Liberty275 6 years, 11 months ago

"I don't loathe agnostics. I think they are simply on a different spiritual path than I am."

I don't see it that way. Atheists and believers in gods are on a spiritual path, though the paths are different. Agnostics aren't on a path. They are sitting on a rock next to a fork in the path without the ability to choose which way to go. I see that as cowardice, although that judgment may be wrong. I don't mind being wrong. Newton, Einstein and Hawking were all wrong before I.
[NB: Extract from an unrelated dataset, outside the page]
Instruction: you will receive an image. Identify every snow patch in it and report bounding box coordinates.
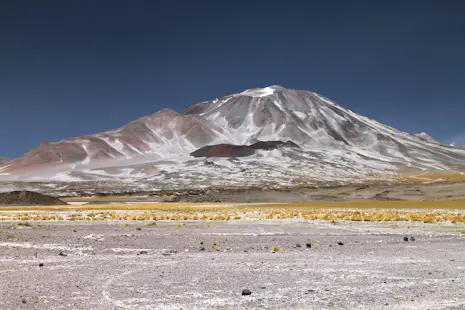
[240,87,275,98]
Nikki May 6 years, 11 months ago

Loved the article. Can't wait for more. Sounds like a cool idea. Of course, I might just think that because I like the thoughts he presented. I guess if someone says something I disagree with more, I'll see if I still like the concept. Either way, keep them coming.

Paul R Getto 6 years, 11 months ago

Great stuff. Keep this up. As for the snarks about evolution and the world of magic, pay no attention to the man behind the curtain. Science explains what is; religion explains what people want to believe. They can and will coexist. I seriously doubt those who still ascribe to magic really want to return to their perceived golden ages and give up all modernity, including, GASP, technology and their ability to discuss issues such as these on this Award Winning Forum.

devobrun 6 years, 11 months ago

"Science explains what is; religion explains what people want to believe." Not in today's world, Paul. Science has expanded its purview to include that which cannot be tested. Therefore it now engages in grand narratives that were the realm of magic.
Science is fully engaged in providing that which people want to believe. Just one example of many:

devobrun 6 years, 11 months ago

Further headway in the destruction of science:

Gotta love this explanation of what is, not just what people want to hear.

wowiekt08 6 years, 11 months ago

I really enjoyed this article. I've always enjoyed reading your Heard on The Hill stories because it gives me a new perspective of what is happening at KU while I am a student here. But this would be an awesome addition to the Journal-World.

So suggestions for people to interview: Dr. Steve Ilardi was my favorite professor while I was working on my undergrad. He had great stories to share in class.

I took a philosophy/medical ethics course taught by a very interesting man named Don Marquis. He had some interesting things to say about ethics, and I have a feeling he has seen a lot in his time.